A la derecha había un montón de cubículos separados por paredes de más de metro y medio de altura y a la izquierda estaban las oficinas, amplias y totalmente vidriadas, que daban a grandes ventanales que dejaban pasar el sol en plenitud. El ambiente a simple vista era muy acogedor. El personal del área trabajaba concentrado en su trabajo. Solo al verme entrar todos pararon sus quehaceres y dirigieron su mirada hacia mi persona. Saludé con gestos de cortesía mientras caminaba detrás de la señorita. Sin embargo algo me llamó la atención: saludaban a la señorita con demasiada solemnidad.

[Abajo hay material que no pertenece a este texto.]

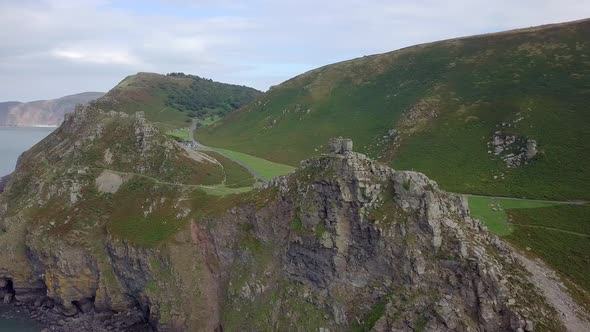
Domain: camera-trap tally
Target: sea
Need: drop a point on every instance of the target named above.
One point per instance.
(13, 142)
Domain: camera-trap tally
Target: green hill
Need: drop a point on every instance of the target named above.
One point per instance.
(172, 100)
(497, 114)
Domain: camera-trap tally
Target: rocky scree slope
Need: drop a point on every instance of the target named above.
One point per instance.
(345, 243)
(500, 114)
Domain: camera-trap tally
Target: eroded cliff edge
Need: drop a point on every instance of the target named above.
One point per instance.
(343, 243)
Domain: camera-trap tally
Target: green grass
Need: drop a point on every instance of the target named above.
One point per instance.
(209, 120)
(182, 133)
(267, 169)
(222, 190)
(171, 101)
(469, 87)
(236, 176)
(492, 212)
(537, 231)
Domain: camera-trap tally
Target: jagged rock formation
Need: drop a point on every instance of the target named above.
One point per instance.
(3, 181)
(343, 243)
(514, 150)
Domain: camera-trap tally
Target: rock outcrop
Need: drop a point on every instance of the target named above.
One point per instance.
(344, 242)
(514, 150)
(3, 182)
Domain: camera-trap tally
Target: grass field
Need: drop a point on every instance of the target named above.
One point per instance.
(236, 176)
(557, 233)
(266, 169)
(493, 211)
(560, 235)
(455, 96)
(182, 133)
(171, 101)
(209, 120)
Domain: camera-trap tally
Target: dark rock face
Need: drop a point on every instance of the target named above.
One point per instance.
(3, 182)
(343, 241)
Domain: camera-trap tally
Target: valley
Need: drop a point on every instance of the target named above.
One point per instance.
(439, 187)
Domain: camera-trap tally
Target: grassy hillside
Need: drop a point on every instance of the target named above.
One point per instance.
(172, 100)
(436, 108)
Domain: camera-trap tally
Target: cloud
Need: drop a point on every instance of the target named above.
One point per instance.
(56, 47)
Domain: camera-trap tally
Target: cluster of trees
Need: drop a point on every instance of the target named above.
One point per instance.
(204, 97)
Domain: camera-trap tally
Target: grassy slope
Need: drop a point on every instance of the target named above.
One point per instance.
(236, 176)
(156, 95)
(472, 85)
(267, 169)
(494, 212)
(568, 254)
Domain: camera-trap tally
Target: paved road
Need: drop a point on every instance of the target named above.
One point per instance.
(202, 147)
(527, 199)
(553, 229)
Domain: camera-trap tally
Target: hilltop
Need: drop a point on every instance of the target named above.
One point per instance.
(104, 221)
(171, 101)
(499, 114)
(42, 112)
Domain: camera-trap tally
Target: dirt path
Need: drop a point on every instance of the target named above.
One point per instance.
(527, 199)
(555, 292)
(202, 147)
(554, 229)
(190, 186)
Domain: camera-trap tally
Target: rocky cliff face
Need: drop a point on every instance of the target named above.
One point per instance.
(344, 243)
(42, 112)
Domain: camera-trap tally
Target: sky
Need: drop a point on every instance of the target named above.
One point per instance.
(52, 48)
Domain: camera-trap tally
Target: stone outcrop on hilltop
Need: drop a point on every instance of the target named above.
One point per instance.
(344, 242)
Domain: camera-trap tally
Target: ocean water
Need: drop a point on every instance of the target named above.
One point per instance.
(14, 141)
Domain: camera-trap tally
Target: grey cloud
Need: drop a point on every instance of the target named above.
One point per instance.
(55, 47)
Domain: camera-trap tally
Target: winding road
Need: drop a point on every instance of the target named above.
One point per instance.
(203, 147)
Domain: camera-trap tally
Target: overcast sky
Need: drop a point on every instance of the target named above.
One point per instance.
(51, 48)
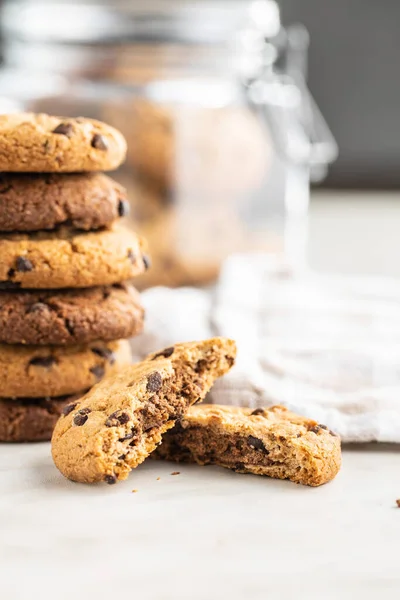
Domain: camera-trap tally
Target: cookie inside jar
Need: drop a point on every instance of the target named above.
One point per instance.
(192, 173)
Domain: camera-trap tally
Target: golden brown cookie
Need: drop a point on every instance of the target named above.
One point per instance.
(31, 420)
(70, 258)
(30, 202)
(265, 441)
(37, 371)
(217, 152)
(68, 317)
(120, 422)
(42, 143)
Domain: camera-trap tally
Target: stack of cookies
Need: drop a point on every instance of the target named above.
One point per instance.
(65, 307)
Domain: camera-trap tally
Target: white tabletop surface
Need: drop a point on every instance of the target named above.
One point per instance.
(208, 533)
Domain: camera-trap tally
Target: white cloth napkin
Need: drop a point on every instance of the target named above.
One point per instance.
(325, 346)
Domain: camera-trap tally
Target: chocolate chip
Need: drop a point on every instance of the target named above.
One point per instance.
(123, 208)
(43, 361)
(257, 443)
(117, 418)
(110, 479)
(201, 365)
(258, 411)
(80, 420)
(131, 256)
(154, 382)
(99, 142)
(239, 467)
(81, 417)
(105, 353)
(38, 307)
(64, 129)
(10, 285)
(69, 327)
(128, 436)
(69, 408)
(23, 265)
(146, 261)
(165, 353)
(230, 360)
(315, 429)
(98, 371)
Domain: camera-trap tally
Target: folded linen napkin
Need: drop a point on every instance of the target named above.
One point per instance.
(325, 346)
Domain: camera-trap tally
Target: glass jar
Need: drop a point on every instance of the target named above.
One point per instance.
(223, 135)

Al entrar a la sala de reuniones había una enorme mesa de caoba y una docena de sillas perfectamente dispuestas en torno a ella. La chica hizo gesto que me sentara en la silla de la cabecera, lo cual hice. Luego, con mucha gracia, ella tomó asiento en la silla que se encontraba en la otra cabecera.

- Bueno, aquí estamos –dijo ella con una sonrisa.- Me llamo Marina Fernández, y soy tú nueva gerente de área.

En ese momento sentí que mi corazón bombeaba más de la cuenta ¡Cómo no haberlo sospechado antes! Pero no, ni por asomo pensé que aquella mujer con aspecto de secretaria sería la nueva gerente que regiría cada uno de los próximos días laborales de mi vida.

- Ya nos conocemos un poco y espero que no estés tan nervioso como en el ascensor. No pasa nada. Es como todo cambio: lo nuevo siempre genera expectativas y nervios. Pero verás, aquí en esta sección nos diferenciamos bastante del resto del multimedios ¿Por qué? Simple. Aquí hacemos cosas innovadoras. Damos al lector de nuestra revista aires nuevos. Queremos que los lectores sientan que al tener nuestra revista en sus manos están frente a un nuevo capítulo de una miniserie que los tiene atrapados y los deja sin aliento. Tan simple como eso.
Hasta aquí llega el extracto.